What is invoice financing? How can it help small businesses with their credit needs and growth requirements? Is this concept the same as invoice factoring? Let’s find out more in the following sections.
Let us first understand in detail what is invoice financing. Though SMEs play a vital role in a country’s GDP and economic growth, they don’t get proper financing from banks today. According to the global data collected by the International Finance Corporation, around 65 million micro, small, and medium businesses face a credit gap of at least $5.2 trillion every year. Since these businesses don’t have proper documentation or credit history, banks hesitate to give them loans. However, with new asset-based financing options like invoice financing, these SMEs don’t have to worry.
When businesses sell goods/services to customers, they generate invoices, which are recorded as accounts receivables. They decide the payment terms with their customers, and this is usually a 30-day, 60-day, or 90-day cycle. This means the businesses need to wait for this term to get payment from their customers for the transaction. In the meantime, if they want to buy raw materials for a bigger order, restock their inventory warehouses, pay utility bills, expand their business, or have other credit needs, they are stuck, as they don’t have the cash flow to meet these needs. This is when they can resort to invoice financing, also known as bill financing.
Here are the steps involved in this process, so that businesses can exactly know what is invoice financing and how it works in real life.
a) The business sells its products/services and generates an invoice for its customers with a 60-day payment cycle, for example.
b) He sends these invoices or accounts receivables to a financier, as he needs money for something that cannot wait for 60 days until his customer pays him.
c) The financier studies the bills and releases a percentage of the total invoice amount (usually 70 to 90%) within 2 to 3 days to the business.
d) The financier pays the remaining amount after the business has received the money from its customers, which may be after the 30th, 60th, or 90th day from the date of sale. The financer charges a fee for his services.
e) Businesses repay this quick loan after they get their payment from their customers.
f) This way, businesses can get quick credit from their unpaid bills, and use the credit for their growth and expansion purposes.
Since both are types of financing, invoice financing for small businesses is often interchangeably used with the term, invoice factoring. Though the main concept of using outstanding invoices for credit is the same in both these concepts, there are some differences in the way they are implemented. Invoice financing for small businesses, as explained earlier, involves selling unpaid invoices to a financier or a financial company. However, in invoice factoring, businesses sell their unpaid invoices to a third party, known as a factor. Many fintech companies, like Finverv, have an excellent credit ecosystem connecting these lenders and borrowers and offering factoring services at affordable rates.

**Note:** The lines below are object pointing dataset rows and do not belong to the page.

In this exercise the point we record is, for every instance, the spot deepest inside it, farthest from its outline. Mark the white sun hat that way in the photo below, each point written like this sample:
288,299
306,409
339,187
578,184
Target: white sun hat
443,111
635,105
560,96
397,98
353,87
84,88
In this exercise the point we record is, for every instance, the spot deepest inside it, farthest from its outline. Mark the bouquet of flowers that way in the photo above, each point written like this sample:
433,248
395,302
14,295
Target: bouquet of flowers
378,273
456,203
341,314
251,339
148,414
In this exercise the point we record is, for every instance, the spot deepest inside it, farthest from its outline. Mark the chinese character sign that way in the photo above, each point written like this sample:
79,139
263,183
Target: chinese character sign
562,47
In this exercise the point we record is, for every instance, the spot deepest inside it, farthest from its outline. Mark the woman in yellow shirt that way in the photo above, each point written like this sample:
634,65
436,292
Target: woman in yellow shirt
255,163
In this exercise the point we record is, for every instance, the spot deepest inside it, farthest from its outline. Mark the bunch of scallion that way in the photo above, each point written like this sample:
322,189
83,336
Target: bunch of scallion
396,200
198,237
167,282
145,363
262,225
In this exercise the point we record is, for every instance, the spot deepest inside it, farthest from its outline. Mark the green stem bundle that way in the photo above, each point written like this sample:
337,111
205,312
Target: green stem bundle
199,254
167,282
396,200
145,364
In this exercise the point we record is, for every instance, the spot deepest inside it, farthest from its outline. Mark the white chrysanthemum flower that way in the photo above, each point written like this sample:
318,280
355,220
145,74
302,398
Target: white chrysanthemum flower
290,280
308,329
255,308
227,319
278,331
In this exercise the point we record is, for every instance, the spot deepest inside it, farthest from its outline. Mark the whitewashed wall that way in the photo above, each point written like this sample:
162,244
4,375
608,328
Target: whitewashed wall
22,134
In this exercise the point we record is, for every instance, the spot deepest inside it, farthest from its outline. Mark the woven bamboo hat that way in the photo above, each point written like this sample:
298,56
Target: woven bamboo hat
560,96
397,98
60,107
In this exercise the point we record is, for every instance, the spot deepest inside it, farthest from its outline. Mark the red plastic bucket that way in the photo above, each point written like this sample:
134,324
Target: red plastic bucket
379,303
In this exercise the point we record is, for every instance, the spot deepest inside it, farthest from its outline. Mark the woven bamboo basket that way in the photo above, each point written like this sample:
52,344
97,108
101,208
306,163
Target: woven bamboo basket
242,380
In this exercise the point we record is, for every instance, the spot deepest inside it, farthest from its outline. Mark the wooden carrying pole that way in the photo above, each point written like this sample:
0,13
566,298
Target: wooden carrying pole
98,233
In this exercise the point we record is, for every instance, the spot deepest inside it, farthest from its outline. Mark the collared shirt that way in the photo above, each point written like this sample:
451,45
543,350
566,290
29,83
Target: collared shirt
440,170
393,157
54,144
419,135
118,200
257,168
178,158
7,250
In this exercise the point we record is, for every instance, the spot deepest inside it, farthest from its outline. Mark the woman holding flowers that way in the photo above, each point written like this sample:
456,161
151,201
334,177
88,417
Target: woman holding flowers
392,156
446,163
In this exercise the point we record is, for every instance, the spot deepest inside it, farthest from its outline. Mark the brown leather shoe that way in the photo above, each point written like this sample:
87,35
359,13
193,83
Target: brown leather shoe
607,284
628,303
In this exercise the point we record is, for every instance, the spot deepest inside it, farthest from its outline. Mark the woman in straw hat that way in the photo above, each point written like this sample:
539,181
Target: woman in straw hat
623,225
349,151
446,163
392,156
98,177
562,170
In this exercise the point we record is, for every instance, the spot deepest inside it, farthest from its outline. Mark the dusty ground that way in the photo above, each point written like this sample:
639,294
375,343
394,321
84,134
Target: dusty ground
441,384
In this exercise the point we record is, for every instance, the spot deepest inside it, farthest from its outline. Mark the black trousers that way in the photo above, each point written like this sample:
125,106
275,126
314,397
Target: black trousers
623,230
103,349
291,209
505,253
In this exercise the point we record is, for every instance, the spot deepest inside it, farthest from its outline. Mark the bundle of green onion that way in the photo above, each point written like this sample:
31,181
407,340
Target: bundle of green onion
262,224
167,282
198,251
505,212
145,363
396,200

The invoice financing India market has been growing rapidly in the recent past, with a large number of SMEs opting for invoice financing as their first source of financing. With more and more players entering this scene, the Reserve Bank of India has recently introduced the Trade Receivables Discount System (TReDS). Thanks to this system, micro, small and medium enterprises can choose regulated financiers to sell their unpaid invoices and get short-term loans quickly for their credit needs. TreDs has made invoice financing for small businesses a smooth and easy process.
Why is the invoice financing India market booming? It is because this type of financing offers SMEs a great way to mobilize their capital and free up their cash flow, thereby helping them use the funds for productive business purposes. Thanks to invoice financing, businesses can enjoy the following benefits:
a) Quick credit facility – Businesses don’t have to wait for the end of their invoice payment term to get cash on hand anymore, thanks to the many invoices financing Indian companies today. They can get quick cash anywhere within 24 to 72 hours after the sale of unpaid invoices to the financial company.
b) Simple and hassle-free process – In invoice financing, businesses don’t have to fill up lengthy forms or submit collateral to financial companies to get quick loans. All they need to do is register with a financial company, submit the unpaid invoices and get quick loans worth at least 70 to 90% of the invoice amount.
c) High value of loans – When businesses have creditworthy customers who pay back their invoices on time, they are eligible for a high value of loans when opting for bill financing. Financial companies trust these businesses more than the ones that have defaulting customers. In some rare cases, businesses with exceptionally good customers can also get the full value of their unpaid invoices as loans from financial companies.
Micro, small, and medium-scale enterprises can make full use of invoice financing schemes to cater to their credit and working capital requirements. This type of financing doesn’t need businesses to go through lengthy documentation or collateral processes. Hence, it is one of the best ways for businesses to get rid of any liquidity issues they may face in their operations. Thanks to bill financing, businesses will never run out of cash anytime during their operations, thereby managing to sustain quite well even amidst severe competition in their field.